To be honest my tolerance for these sorts of has steadily declined and I lasted less than a couple of hours. I guess I am getting pickier about what interests me.
There was one show garden that really caught my eye.
Then on to the real reason I came: dahlias and lilies. Thumbs up to the garden organizers for letting you bring a glass of wine with you every where.
I added this last photo to remind myself to pull out those Heath tiles I’ve had in a box since 2012.
Now to wait a few more weeks until you can really get out and get your hands dirty.
The Dawn Viburnum is quietly blooming on the back of the hill. I thought it had disappeared as I haven’t noticed it for a few winters.
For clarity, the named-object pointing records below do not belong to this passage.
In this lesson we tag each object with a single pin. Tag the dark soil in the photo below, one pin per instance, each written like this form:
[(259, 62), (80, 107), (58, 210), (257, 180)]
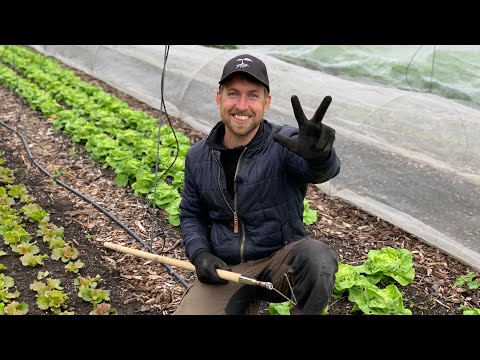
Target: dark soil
[(139, 287)]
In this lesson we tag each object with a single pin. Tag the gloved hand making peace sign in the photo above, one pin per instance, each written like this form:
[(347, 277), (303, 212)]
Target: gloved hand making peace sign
[(315, 140)]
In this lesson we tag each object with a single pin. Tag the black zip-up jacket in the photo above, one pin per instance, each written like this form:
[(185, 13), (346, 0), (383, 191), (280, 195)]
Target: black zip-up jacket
[(266, 211)]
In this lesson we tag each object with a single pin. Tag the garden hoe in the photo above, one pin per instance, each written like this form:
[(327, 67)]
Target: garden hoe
[(224, 274)]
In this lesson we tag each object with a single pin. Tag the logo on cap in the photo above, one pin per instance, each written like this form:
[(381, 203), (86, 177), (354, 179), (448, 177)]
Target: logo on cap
[(242, 64)]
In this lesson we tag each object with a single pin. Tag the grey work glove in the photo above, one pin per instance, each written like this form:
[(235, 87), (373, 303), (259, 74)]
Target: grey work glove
[(315, 140), (206, 265)]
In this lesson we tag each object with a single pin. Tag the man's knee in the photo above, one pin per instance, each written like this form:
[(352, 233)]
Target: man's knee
[(315, 255)]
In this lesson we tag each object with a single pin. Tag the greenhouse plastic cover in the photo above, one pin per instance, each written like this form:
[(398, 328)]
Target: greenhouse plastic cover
[(412, 159)]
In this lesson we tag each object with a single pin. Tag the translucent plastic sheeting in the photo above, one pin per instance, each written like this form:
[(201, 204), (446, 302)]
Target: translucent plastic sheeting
[(410, 158)]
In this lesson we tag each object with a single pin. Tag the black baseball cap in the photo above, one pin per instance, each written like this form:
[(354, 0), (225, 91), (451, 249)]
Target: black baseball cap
[(248, 64)]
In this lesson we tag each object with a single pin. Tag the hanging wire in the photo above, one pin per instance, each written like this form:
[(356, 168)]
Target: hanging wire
[(433, 66), (408, 67), (163, 109)]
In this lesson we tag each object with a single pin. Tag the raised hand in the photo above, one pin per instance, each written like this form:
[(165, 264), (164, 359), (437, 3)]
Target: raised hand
[(315, 140)]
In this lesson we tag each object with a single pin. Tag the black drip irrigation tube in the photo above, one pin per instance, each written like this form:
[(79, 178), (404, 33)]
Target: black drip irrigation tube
[(98, 207)]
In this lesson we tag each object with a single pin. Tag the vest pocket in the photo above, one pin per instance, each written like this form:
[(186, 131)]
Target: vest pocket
[(287, 234)]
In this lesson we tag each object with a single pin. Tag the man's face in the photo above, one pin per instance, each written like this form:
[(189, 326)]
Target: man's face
[(242, 104)]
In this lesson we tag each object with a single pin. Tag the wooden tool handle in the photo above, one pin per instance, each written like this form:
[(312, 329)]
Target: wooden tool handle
[(187, 265)]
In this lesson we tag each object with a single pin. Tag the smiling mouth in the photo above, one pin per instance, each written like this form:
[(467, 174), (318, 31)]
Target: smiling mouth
[(241, 117)]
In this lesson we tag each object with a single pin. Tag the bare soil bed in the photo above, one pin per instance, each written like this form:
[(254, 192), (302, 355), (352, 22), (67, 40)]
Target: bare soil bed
[(140, 287)]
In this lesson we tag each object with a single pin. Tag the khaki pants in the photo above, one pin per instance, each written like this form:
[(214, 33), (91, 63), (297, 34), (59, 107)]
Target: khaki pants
[(309, 264)]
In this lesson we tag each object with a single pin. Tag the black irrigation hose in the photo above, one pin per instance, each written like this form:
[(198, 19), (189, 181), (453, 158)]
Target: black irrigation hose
[(98, 207)]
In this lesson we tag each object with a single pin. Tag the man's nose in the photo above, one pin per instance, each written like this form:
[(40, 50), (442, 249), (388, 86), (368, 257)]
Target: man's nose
[(242, 103)]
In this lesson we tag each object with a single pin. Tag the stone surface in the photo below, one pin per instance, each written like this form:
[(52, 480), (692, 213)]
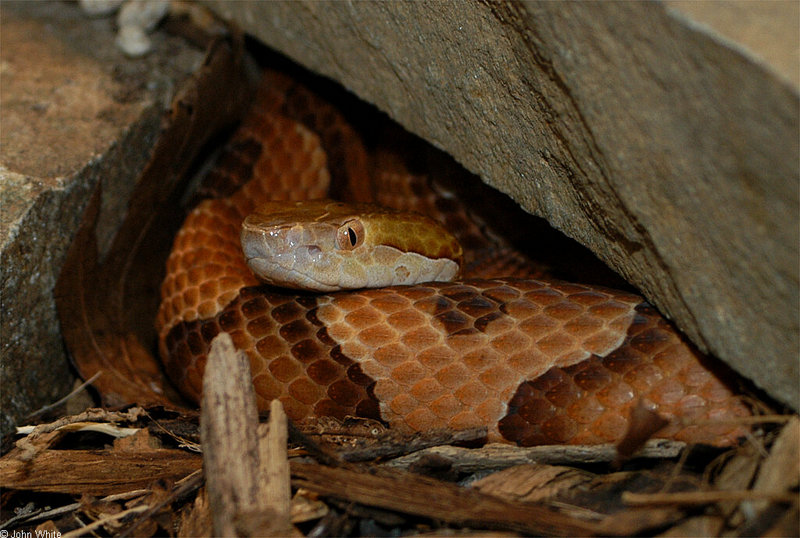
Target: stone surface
[(75, 112), (669, 152)]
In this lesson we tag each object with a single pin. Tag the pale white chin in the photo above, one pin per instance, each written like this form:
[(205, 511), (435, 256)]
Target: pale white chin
[(277, 275)]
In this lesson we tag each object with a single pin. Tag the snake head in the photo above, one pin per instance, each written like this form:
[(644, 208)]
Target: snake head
[(321, 245)]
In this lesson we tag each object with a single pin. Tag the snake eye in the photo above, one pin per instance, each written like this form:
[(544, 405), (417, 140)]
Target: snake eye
[(350, 235)]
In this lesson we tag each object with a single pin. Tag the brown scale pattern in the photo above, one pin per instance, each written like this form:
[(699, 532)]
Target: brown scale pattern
[(536, 361), (589, 402)]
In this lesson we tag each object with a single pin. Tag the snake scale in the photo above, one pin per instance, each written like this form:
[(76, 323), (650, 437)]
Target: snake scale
[(536, 361)]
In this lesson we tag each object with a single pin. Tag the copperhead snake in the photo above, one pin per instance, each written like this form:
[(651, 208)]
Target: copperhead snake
[(535, 361)]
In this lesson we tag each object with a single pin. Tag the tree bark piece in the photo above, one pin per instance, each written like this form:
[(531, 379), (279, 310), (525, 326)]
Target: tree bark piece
[(671, 154), (248, 487)]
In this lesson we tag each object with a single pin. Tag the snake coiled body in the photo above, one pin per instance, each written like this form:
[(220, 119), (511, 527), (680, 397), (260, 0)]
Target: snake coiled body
[(535, 361)]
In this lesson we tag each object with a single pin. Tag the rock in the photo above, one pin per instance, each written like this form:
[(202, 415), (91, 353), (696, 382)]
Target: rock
[(668, 150), (75, 112)]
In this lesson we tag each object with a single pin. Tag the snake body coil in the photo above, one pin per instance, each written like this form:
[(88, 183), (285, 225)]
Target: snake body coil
[(535, 361)]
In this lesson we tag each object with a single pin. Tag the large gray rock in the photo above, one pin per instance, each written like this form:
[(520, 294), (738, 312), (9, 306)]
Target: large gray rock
[(670, 152), (75, 112)]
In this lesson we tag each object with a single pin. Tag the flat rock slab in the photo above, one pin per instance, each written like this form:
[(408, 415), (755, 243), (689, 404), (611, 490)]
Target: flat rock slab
[(75, 112), (671, 152)]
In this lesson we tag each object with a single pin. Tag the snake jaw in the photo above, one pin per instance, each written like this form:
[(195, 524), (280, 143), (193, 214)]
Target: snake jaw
[(330, 249)]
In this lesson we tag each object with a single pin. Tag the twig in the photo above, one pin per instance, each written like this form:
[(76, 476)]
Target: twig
[(108, 519)]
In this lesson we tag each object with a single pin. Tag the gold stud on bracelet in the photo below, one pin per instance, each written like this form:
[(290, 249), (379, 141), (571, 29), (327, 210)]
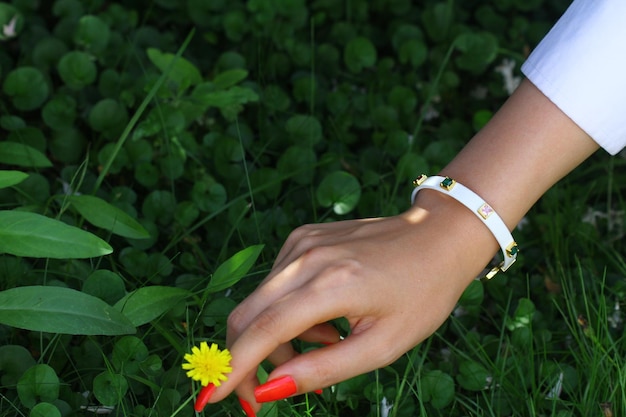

It’s a brisk but sunny day out and I took the opportunity to spread some banana peels and coffee grounds around the larger roses, covering that with dirt. I am hoping that gives them a fighting chance. Anything is better than what has previously occurred.
I’m a little obsessed about a little village named Zalipie (in Poland) that my sister posted about last night. The entire surface of the village appears to be decorated in a sort of floral tole painting. Given the population hovers around 743 people (wiki) that’s a lot of work for a handful of people.
A travel blog I came across named Lou Messugo underlined the smallness of the place:
“We arrived ravenous and were very happy we’d taken a picnic as Zalipie doesn’t have any cafés or shops, just a series of spread out cottages, farm buildings, church and community centre.”
Sounds completely delightful really. As an added side note the author of the blog said her teenage boys grew pretty tired of all the flowery houses but she was able to see quite a few.
Feeling fortunate, as I almost always miss seeing the first blooms of my favorite tree in the winter. The smell, so intoxicating, is just starting to come alive. This is the first thing I put in the garden 10 years ago and it still gives me so much pleasure.